To determine whether AEG-1 expression is associated with the progression of GC, qPCR and western blotting were performed on the 20 pairs of primary GC tissues and matched adjacent non-cancerous gastric mucosa tissues. The AEG-1 expression levels in the tumor-bearing tissues were significantly higher than those in the adjacent non-tumor tissues (P=0.007; Fig. 1). The results showed an AEG-1 band with a predicted size of 82 kDa and the relative amount of AEG-1 protein was measured further via densitometry. Consistent with the qPCR results, an increase in AEG-1 protein expression was observed in 19 (95.0%) of the gastric tumor tissues, compared with the matched adjacent non-tumor tissues (P<0.001; Fig. 2).

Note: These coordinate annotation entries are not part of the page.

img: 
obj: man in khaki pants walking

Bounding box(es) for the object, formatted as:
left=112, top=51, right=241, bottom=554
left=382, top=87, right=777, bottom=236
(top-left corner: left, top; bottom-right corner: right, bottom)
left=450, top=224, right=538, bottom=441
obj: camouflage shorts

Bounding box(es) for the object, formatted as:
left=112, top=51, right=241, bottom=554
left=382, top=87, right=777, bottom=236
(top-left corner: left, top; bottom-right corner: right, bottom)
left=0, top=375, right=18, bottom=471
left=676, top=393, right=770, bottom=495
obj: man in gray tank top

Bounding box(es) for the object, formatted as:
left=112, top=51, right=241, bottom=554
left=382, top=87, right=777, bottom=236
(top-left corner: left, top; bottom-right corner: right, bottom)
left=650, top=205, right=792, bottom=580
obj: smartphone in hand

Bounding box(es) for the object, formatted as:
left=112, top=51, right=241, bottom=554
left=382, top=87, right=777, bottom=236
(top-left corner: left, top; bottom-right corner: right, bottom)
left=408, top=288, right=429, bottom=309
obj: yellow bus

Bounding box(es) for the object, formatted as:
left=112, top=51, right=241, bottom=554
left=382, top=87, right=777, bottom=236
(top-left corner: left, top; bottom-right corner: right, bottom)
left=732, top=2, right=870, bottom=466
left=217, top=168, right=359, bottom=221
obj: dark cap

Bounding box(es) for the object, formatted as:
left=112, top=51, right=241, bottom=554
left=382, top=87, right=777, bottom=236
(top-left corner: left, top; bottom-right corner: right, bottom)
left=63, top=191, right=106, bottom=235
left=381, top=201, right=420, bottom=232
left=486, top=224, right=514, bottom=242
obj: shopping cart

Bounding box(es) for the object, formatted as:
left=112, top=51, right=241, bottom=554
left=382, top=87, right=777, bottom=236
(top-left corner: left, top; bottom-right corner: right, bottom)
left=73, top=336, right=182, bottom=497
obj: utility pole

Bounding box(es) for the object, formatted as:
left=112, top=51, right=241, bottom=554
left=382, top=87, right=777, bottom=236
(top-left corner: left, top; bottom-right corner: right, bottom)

Figure 1 Elevated mRNA expression of astrocyte elevated gene-1 in normal gastric mucosa and gastric cancer tissues as assessed by real-time reverse transcription polymerase chain reaction (n=20; P=0.007). Horizontal lines represent the mean and data are presented as three individually matched pairs of normal and neoplastic tissue samples.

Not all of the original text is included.